Treatment and prevention

The American Society of Clinical Oncology (ASCO) published their CIPN guidelines in 2014. Based on a systematic review of randomised controlled trials, the guidelines found that there were no agents that have consistently demonstrated clinically relevant benefits in preventing CIPN when benefit versus harm is considered. A number of agents evaluated for their role in the prevention and treatment of CIPN have a record of efficacy for other common neuropathic pain conditions, for example, diabetic peripheral neuropathy and post-herpetic neuralgia. Agents that have been studied for the prevention of CIPN, however not recommended for use by clinicians, include acetyl-L-carnitine, amifostine, glutathione, Vitamin E, and all-trans-retinoic acid. Calcium-magnesium infusions have also been studied for patients prescribed oxaliplatin-based chemotherapy. The ASCO clinical guidelines give a moderate recommendation for the use of duloxetine in CIPN, based on the findings of a study showing that duloxetine use resulted in a greater mean reduction in pain scores compared to placebo. Venlafaxine has also demonstrated positive benefits in a trial investigating its use in the prevention and relief of oxaliplatin-induced acute neurotoxicity.

It may be worthwhile trialling a tricyclic antidepressant (e.g., nortriptyline, amitriptyline), gabapentin, or pregabalin. Although there is limited data for their efficacy in CIPN, there are few alternative options available and these agents have demonstrated efficacy for other painful neuropathic conditions. Patients should be informed of the limited scientific evidence available and educated on the potential side effects, benefits, and costs associated with the use of these agents.

Several topical therapies have been trialled for use in treating CIPN. A trial using baclofen, amitriptyline, and ketamine in a topical gel demonstrated benefits in reducing symptoms. This formulation is not commercially available, however, it may be compounded by a specialised pharmacy such as HPS Pharmacies. Other topical agents that have been used include topical menthol 1% and capsaicin.

Non-pharmacological methods including complementary and alternative therapies such as acupuncture, massage therapy, and non-cutaneous electro-stimulation have also been investigated in trials.
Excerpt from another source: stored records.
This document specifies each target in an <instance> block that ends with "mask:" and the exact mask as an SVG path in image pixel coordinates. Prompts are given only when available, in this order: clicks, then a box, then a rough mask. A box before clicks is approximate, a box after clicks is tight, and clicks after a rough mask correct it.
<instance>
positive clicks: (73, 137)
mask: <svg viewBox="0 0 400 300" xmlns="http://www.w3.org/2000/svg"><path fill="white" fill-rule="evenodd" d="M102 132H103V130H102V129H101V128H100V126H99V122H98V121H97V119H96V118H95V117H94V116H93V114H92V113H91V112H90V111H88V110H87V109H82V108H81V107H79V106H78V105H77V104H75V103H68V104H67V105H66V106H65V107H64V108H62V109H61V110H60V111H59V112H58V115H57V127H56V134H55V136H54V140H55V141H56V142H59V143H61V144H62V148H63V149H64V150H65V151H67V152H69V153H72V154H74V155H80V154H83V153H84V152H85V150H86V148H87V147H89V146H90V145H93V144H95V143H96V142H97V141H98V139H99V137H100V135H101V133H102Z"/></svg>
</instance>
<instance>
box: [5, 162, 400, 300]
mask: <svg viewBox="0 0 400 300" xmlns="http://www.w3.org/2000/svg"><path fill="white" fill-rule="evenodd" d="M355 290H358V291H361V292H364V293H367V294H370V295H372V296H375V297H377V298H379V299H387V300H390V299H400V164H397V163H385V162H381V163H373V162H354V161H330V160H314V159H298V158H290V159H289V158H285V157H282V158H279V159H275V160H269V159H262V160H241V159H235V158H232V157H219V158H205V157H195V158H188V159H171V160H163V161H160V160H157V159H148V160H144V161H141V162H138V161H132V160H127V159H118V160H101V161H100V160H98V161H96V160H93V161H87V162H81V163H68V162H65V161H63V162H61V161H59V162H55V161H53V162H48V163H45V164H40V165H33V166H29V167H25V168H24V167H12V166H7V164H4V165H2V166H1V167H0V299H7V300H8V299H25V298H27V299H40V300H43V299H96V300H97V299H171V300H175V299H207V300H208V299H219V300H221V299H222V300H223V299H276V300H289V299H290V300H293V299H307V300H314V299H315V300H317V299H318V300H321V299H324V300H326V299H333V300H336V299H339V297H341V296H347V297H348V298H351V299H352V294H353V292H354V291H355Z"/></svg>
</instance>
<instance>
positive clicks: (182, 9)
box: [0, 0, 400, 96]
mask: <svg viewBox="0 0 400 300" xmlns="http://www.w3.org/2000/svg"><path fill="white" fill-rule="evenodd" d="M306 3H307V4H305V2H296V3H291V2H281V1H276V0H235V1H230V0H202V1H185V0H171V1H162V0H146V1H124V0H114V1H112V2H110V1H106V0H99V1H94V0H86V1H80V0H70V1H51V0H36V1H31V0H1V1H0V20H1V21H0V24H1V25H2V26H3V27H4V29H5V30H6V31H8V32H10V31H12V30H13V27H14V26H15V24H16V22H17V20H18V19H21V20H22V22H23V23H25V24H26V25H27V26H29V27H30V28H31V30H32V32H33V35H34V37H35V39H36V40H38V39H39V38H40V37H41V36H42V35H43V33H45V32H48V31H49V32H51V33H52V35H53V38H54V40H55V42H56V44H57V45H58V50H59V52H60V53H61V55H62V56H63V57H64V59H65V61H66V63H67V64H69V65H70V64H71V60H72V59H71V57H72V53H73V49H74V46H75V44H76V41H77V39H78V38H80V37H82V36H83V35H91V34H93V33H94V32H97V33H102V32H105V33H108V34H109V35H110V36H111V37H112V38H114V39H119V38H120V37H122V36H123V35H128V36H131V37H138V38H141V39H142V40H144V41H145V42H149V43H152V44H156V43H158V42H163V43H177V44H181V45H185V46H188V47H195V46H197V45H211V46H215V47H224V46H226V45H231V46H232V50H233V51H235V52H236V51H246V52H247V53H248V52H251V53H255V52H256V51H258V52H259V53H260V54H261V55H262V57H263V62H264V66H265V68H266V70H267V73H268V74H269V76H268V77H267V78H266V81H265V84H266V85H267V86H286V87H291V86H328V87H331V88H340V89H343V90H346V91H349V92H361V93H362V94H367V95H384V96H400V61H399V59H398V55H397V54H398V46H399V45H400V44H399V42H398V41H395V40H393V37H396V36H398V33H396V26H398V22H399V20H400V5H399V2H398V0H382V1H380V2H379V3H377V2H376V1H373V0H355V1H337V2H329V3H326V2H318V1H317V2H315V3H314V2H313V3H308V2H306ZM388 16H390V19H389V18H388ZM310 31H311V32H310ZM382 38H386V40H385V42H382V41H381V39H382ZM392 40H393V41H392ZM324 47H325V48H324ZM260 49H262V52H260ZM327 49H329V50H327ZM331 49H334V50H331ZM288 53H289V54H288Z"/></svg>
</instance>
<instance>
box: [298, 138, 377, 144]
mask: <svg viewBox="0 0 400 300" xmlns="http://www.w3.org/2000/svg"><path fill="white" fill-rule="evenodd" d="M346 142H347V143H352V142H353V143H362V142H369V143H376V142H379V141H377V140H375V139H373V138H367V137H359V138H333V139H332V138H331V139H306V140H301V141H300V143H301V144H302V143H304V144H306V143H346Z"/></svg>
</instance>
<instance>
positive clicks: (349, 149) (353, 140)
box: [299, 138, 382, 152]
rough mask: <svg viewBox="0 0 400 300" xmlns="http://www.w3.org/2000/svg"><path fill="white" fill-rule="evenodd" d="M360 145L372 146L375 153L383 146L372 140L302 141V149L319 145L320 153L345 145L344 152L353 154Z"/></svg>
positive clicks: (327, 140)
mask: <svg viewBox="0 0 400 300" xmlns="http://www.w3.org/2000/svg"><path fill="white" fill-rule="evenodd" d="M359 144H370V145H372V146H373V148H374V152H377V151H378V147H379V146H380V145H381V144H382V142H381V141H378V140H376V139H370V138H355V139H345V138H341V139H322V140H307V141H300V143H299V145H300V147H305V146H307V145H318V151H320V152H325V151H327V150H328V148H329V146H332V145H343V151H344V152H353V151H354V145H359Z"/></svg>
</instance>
Patients may also benefit from occupational therapy and physical therapy.

Conclusion

CIPN is a frequent and debilitating complication of chemotherapy that not only affects patient quality of life but may also affect treatment outcomes as a result of dose reductions or discontinuation of therapy. It is important that the clinician and the patient regularly assess the potential for CIPN, as the severity and impact can be reduced if symptoms are recognised and reported early. At this stage, there is still a need to develop more comprehensive and standardised approaches for assessing CIPN to enable better recognition, understanding, and management of the condition. Approaches to treatment should be guided by the clinician and tailored to best suit the patient’s needs.